Béni soit, Elisabeth, ton nom à jamais; tu as établi un serment plus facile pour les Bretons que pour les autres peuples de la terre; quelques changemens que ces peuples ayent éprouvés, il n'en est point arrivé dans leurs misères, et il est à craindre qu'il n'en arrive point, tant qu'ils seront étroitement serrés dans les chaînes de la superstition et dans celles du pouvoir.

Par quelle Providence nous échappâmes à ces deux maux naturellement liés ensemble dans le règne suivant, lorsqu'un sang choisi fut demandé, et qu'on se préparoit à l'offrir dans un seul sacrifice!

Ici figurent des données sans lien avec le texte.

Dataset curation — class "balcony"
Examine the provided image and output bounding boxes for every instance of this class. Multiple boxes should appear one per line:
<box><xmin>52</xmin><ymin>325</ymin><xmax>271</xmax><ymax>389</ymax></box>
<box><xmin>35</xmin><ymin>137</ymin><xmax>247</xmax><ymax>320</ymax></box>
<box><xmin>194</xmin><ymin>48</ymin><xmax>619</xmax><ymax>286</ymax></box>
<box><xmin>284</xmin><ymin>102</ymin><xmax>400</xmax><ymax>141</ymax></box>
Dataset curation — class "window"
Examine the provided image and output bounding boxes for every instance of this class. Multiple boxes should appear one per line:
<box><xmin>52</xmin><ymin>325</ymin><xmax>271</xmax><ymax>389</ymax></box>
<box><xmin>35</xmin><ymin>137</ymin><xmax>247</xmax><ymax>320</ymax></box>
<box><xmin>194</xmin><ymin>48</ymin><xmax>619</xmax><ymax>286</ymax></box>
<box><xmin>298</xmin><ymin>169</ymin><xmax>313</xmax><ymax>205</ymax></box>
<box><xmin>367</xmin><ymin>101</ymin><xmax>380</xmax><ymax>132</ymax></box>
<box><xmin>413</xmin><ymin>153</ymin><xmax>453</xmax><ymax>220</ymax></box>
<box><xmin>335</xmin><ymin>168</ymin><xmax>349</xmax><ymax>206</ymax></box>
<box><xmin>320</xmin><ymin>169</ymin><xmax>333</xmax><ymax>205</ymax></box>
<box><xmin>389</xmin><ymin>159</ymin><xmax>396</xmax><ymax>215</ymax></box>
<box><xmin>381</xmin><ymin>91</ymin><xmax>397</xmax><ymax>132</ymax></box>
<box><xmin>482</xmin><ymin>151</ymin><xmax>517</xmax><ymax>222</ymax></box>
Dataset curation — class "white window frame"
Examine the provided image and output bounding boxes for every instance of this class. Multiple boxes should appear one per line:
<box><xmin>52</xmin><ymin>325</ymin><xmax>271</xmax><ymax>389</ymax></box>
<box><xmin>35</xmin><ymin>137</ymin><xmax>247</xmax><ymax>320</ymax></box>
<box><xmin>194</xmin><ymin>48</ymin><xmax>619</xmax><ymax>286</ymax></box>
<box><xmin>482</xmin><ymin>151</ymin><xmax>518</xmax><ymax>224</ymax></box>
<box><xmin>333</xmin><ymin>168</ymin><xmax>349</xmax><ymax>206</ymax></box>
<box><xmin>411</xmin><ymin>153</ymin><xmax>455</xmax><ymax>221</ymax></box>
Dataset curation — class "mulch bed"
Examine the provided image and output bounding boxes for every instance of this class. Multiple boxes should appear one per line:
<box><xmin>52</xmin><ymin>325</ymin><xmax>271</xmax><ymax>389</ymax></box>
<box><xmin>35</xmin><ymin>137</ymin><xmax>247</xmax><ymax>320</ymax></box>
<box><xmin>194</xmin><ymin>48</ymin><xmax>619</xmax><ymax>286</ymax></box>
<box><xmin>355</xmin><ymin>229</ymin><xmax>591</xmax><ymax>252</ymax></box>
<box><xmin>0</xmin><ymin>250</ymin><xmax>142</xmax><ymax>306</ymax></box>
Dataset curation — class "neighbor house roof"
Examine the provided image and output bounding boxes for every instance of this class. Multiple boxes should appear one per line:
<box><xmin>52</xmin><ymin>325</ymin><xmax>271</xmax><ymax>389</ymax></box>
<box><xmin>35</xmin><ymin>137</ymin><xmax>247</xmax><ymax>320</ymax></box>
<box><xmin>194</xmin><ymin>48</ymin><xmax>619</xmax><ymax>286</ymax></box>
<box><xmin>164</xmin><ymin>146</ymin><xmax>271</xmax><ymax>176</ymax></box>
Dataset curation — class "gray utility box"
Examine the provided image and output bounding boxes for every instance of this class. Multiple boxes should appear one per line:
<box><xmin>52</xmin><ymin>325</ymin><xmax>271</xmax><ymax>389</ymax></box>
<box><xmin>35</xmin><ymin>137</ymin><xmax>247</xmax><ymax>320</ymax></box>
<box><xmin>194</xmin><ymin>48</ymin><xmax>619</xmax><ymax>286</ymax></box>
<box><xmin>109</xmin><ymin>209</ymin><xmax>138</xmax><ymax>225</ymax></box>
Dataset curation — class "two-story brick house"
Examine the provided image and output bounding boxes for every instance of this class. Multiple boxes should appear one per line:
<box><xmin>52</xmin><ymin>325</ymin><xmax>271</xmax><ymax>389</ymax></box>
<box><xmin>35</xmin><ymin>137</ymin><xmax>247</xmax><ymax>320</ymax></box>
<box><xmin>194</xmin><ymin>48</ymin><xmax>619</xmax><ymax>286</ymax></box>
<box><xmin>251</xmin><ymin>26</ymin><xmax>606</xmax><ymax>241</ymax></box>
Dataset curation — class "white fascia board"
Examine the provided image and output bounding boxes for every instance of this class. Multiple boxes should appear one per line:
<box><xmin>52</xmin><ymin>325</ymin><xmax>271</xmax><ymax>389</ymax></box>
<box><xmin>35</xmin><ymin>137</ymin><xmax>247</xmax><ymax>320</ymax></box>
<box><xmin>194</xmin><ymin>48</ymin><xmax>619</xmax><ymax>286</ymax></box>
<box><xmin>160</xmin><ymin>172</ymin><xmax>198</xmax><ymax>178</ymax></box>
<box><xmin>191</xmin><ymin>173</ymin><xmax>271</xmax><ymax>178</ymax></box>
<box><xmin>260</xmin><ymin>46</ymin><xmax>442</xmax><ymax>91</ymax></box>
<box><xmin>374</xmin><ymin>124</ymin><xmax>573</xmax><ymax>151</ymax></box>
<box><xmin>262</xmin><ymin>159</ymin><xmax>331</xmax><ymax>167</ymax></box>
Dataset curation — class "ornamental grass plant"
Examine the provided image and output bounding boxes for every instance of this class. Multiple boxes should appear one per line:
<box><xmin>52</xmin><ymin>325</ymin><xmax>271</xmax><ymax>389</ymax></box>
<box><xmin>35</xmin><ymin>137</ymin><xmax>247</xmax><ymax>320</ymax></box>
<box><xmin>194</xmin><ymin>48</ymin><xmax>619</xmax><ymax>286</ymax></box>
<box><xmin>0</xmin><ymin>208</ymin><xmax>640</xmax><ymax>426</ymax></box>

Je n'entremêlerois pas ici les horreurs de cette fête lugubre; je ne compterois pas les douleurs du règne qui leur succéda, et qui finit par la subversion de notre constitution; s'il n'étoit pas nécessaire de poursuivre le fil de notre délivrance à travers les temps horribles, et de faire remarquer la bonté de la Providence qui nous protégea contre la fureur d'un projet, et nous restaura contre l'injustice de l'autre.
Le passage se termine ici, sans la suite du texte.